Ce qui m’intéresse, c’est l’insatiable lutte de cette femme avec son image. La maîtrise d’elle-même a
remplacé sa vie même. Simplement vouloir être, oui, seulement vouloir être et en plus vouloir être gardée, ce
n’est pas possible. (p.94)
Mais le langage ouvre des brèches. Petit à petit, elle règle ses comptes avec les Kennedy, avec son
éducation, avec le public qui a fait d’elle cette image figée, au dépend d’elle-même.

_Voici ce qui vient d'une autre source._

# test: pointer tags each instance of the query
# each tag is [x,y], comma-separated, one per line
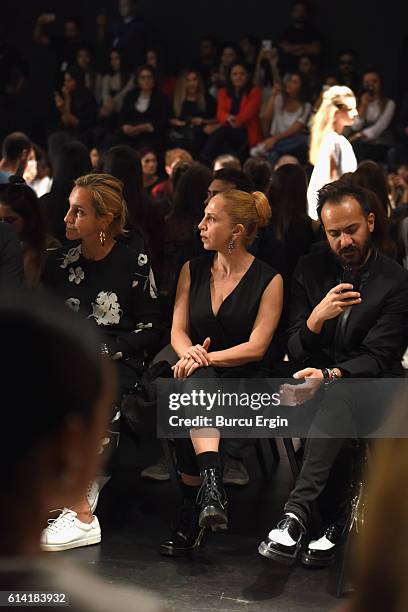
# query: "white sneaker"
[67,532]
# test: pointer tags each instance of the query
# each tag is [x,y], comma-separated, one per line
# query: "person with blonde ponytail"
[111,286]
[228,305]
[330,152]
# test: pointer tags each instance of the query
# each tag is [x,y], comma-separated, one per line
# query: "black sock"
[189,492]
[207,460]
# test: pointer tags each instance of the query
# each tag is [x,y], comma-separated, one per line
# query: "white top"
[340,150]
[282,119]
[376,120]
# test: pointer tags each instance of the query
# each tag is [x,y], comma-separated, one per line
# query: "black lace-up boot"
[186,535]
[212,499]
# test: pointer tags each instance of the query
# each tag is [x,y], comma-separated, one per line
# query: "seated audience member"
[238,106]
[144,225]
[113,286]
[370,175]
[20,208]
[300,38]
[164,189]
[115,84]
[76,108]
[398,155]
[267,71]
[71,161]
[56,451]
[287,113]
[346,70]
[230,55]
[180,240]
[372,137]
[243,296]
[11,259]
[330,152]
[226,161]
[312,80]
[15,151]
[149,163]
[42,182]
[379,570]
[260,172]
[193,111]
[207,59]
[145,112]
[356,329]
[165,82]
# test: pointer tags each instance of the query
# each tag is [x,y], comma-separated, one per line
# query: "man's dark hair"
[14,144]
[336,192]
[238,178]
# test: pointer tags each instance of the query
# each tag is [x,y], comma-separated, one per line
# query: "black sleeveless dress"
[236,316]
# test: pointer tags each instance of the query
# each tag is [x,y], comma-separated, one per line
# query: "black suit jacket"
[375,335]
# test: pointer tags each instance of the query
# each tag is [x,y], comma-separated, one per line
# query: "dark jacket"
[375,334]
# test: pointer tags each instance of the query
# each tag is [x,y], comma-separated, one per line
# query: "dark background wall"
[375,29]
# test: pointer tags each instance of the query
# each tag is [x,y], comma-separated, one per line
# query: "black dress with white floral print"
[118,293]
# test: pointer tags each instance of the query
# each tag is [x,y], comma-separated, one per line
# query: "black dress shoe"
[283,542]
[317,554]
[187,535]
[212,499]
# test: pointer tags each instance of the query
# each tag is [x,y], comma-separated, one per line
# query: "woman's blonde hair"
[334,98]
[180,92]
[107,197]
[251,210]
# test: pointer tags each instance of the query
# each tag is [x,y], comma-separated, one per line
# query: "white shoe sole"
[68,545]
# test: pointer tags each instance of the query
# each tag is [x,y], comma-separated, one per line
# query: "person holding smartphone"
[372,137]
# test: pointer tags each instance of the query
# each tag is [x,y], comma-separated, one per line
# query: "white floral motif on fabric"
[76,275]
[73,303]
[141,326]
[106,309]
[71,257]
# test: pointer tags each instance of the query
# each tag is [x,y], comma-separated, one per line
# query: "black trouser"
[225,139]
[327,464]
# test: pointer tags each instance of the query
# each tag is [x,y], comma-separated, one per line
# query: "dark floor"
[227,574]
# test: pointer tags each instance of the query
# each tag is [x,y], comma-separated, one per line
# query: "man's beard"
[357,255]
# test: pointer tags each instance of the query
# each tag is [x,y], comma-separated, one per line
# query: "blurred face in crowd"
[305,65]
[346,64]
[71,30]
[151,58]
[372,82]
[81,220]
[146,81]
[7,215]
[69,83]
[149,164]
[115,61]
[348,231]
[299,13]
[293,85]
[192,83]
[83,59]
[217,186]
[229,56]
[239,77]
[127,8]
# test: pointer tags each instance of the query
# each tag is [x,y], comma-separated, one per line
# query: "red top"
[248,116]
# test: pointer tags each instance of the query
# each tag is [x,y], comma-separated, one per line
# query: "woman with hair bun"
[228,305]
[330,153]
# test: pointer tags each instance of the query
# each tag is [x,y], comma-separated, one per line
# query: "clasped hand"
[194,357]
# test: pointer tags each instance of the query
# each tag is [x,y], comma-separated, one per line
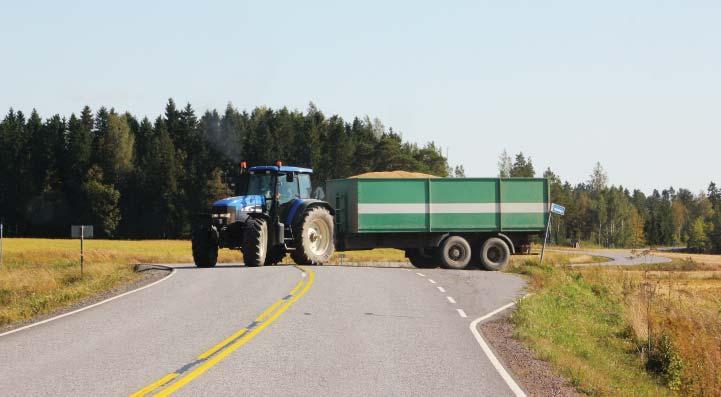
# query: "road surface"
[279,330]
[620,257]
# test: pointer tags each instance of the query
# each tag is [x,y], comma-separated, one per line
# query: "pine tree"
[522,167]
[117,148]
[504,165]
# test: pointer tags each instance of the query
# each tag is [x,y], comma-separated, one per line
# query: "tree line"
[614,216]
[137,178]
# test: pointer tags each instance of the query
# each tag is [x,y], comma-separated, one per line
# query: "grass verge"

Si je choisis de le jouer moi, donc de faire revivre cette « Jackie » non pas à la fin de sa vie mais à l’âge de
30 ans, c’est précisément parce qu’il me semble important qu’elle nous donne à voir le « fantasme » d’elle-
même. Elle vient nous parler et prend la forme de cette Jackie-icône, à l’âge où elle arrive à la Maison
Blanche, et où sa mythologie se construit. Pour moi c’est très important de ne pas être dans la reproduction
exacte de Jackie Kennedy, mais plutôt de créer un décalage qui donne à entendre dans toute son ampleur ces
codes d’apparences et l’importance du paraître. Ainsi je jouerai avec quelques éléments très reconnaissables
de Jackie : le tailleur, la perruque, pour petit à petit déconstruire cette figure de magazines, et laisser
apparaître ce qui dérape : les fêlures, la solitude, la perversion de cette image qui l'enferme jusqu'au bord de
la folie.
C’est ainsi que cette confession un peu extraordinaire met en perspective ce mythe « presque parfait » et le
déjoue : une sorte de « Jackie by Jackie » qui tourne à l’obsession.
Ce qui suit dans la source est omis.